Seema’s behaviour indicates a strong self-destructive element. Although she was facing a difficult period in her life she made no use of the good relationships she had previously built up with tutors and peers. Instead she went about things entirely on her own in ways that emphasised an us-them antagonism, focused on the university as a disembodied antagonistic entity. We can see this as a destructive detachment.
Those students who have experienced secure attachments are in a good position to cope with the greater anonymity and need for independence that life at university can bring. The ability to relate is not limited to social relationships outside the process of academic study. As the above examples show, a student’s performance within their academic course is profoundly influenced by relational factors.

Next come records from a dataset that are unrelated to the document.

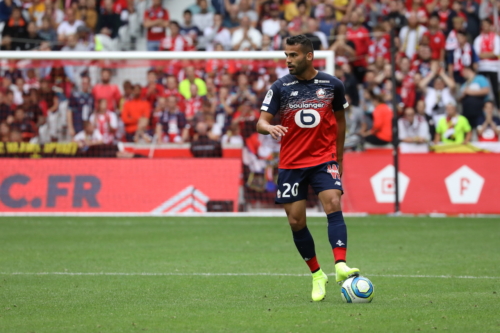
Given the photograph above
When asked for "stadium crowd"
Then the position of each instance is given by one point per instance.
(447, 66)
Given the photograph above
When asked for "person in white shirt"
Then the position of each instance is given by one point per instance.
(439, 95)
(246, 10)
(411, 35)
(487, 48)
(271, 26)
(68, 26)
(246, 37)
(90, 136)
(217, 34)
(413, 132)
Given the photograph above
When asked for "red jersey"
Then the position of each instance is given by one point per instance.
(110, 92)
(361, 39)
(156, 33)
(437, 42)
(307, 109)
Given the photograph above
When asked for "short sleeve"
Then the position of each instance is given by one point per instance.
(271, 102)
(339, 102)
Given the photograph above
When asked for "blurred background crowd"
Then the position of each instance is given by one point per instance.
(447, 66)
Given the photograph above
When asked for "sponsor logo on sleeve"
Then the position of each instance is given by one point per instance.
(269, 96)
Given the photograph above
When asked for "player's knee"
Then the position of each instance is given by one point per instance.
(332, 205)
(296, 223)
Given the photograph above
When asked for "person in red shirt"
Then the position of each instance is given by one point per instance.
(174, 42)
(171, 90)
(360, 36)
(381, 132)
(155, 20)
(135, 115)
(435, 38)
(106, 90)
(153, 89)
(312, 131)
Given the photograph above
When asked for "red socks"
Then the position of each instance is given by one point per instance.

Higher Education offers opportunities for personal growth and for strengthening the ability to make secure attachments. It also offers fresh possibilities for those whose attachments are not yet secure, but this may be perceived by them as very high risk and some will need support, in both the academic and social areas of their university life. There is a chance that students will resort to destructive defence mechanisms (as illustrated above) to protect against imagined attacks on the psyche associated with the demands of study.
Being ready to engage with the transformative possibilities that HE offers demands a permeable psyche, open to the powerful forces of love, envy and hate. Opportunities for transformation come only when one makes oneself vulnerable to these forces: when in the language of Melanie Klein, one can move beyond the defence of brittle detachment – with its view of self and others cast in polarities – perfect, useless, godlike, satanic, … and begin to tolerate the vulnerability that openness produces and which allows us to see ourselves and others as complex, rounded, flawed human beings.
If the threat of being known by others (in academic and other ways) is too great, or the possibility of being loved can be measured only in terms of the risk of rejection and humiliation, then the dangers to the psyche associated with relating may be too great to risk, and we are likely to fall back into the desire for unlimited and unquestionable dependency as our right.
Engaging with education will always include personal risk. To study in HE requires a commitment to try to overcome fear of the unknown. This commitment is not limited to the student. Relational transformation is not a one-sided option and engaging with education cannot be something done to students by their tutors and their course. Studying is a messy lived experience in a two-way street. It demands engagement of all parties, considerable powers of reflection and reflexivity and commitment to open exploration of the power relations between student and tutor. It requires a level of transparency that means putting yourself (whether tutor or student) ‘on the line’.
The process of student-tutor relating is therefore a professional one which relies on mutuality: the recognition of power differences in the tutor-student positions, combined with an openness to share the personal, in an exploration of the ways by which both student and tutor can be advanced by the relational experience. As with any relationship there will be successes and failures of affective attunement, which need to be worked through from within the relationship.